Pertaining to Project:
✔ Implement manual play @done (17-03-30 02:43)
✔ Implement Reflex Agent @done (17-03-30 02:43)
☐ Implement intelligent adversary controlling food capsules so as to trap snake.
✔ Adversary maximizing Manhattan distance from snake @done (17-03-30 04:06)
☐ Adversary trying to place food in circular configurations formed by snake
☐ Adversary trying to place food near walls
✔ Implement adversarial search (minMax) @done (17-04-01 14:54)
✔ Verify the algorithm in depth @done (17-04-01 14:55)
There is a lot of nuts and bolts that can be loose. Analyze the algorithm
especially since your hypothesis of minMax trees growing out of proportion
turned out to be wrong.
☐ Implement Alpha-Beta Pruning
☐ Implement a variation wherein the living penalty and food scores are the only rewards.
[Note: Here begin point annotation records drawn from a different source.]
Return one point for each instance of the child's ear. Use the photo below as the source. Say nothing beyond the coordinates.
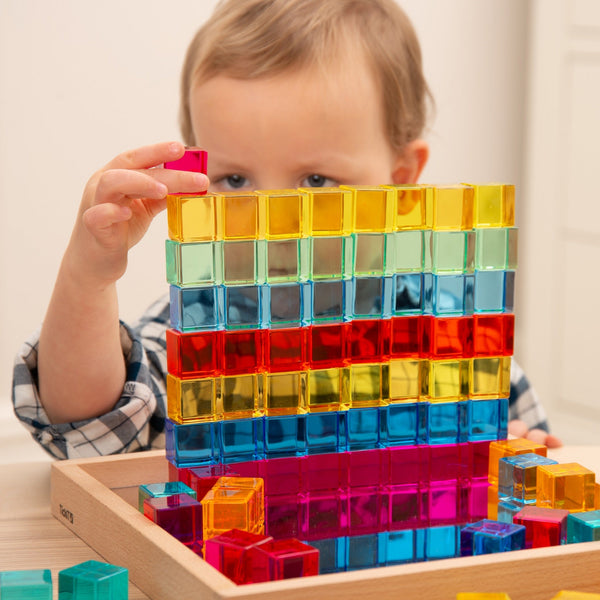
(410, 162)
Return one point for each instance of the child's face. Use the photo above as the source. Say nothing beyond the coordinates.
(309, 127)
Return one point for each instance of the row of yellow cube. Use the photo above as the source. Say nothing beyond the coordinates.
(303, 212)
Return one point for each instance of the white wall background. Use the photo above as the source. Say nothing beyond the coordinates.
(82, 81)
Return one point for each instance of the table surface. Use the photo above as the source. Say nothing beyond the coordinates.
(31, 538)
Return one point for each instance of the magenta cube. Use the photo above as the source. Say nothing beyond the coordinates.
(368, 510)
(193, 159)
(251, 468)
(229, 553)
(407, 507)
(543, 526)
(444, 504)
(285, 516)
(283, 559)
(282, 476)
(408, 465)
(448, 462)
(480, 458)
(368, 467)
(325, 472)
(478, 499)
(326, 515)
(180, 515)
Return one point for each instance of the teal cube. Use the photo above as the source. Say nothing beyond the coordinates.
(162, 490)
(26, 585)
(583, 527)
(240, 262)
(407, 254)
(330, 257)
(93, 580)
(369, 257)
(491, 248)
(452, 251)
(193, 264)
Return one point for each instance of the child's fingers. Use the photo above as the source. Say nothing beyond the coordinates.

That is, replace the evaluation function used at the terminal state with 0 and instead
assign values to actions. All non-food eating action gets -1 and all food eating actions
get +50.
✔ Implement expectimax search @done (17-04-05 21:33)
Won't do.
✔ Implement MDP based Q-Learning. Won't do @done (17-04-05 21:33)
☐ Implement Feature based approximate Q-learning
☐ Extract features from deep learning.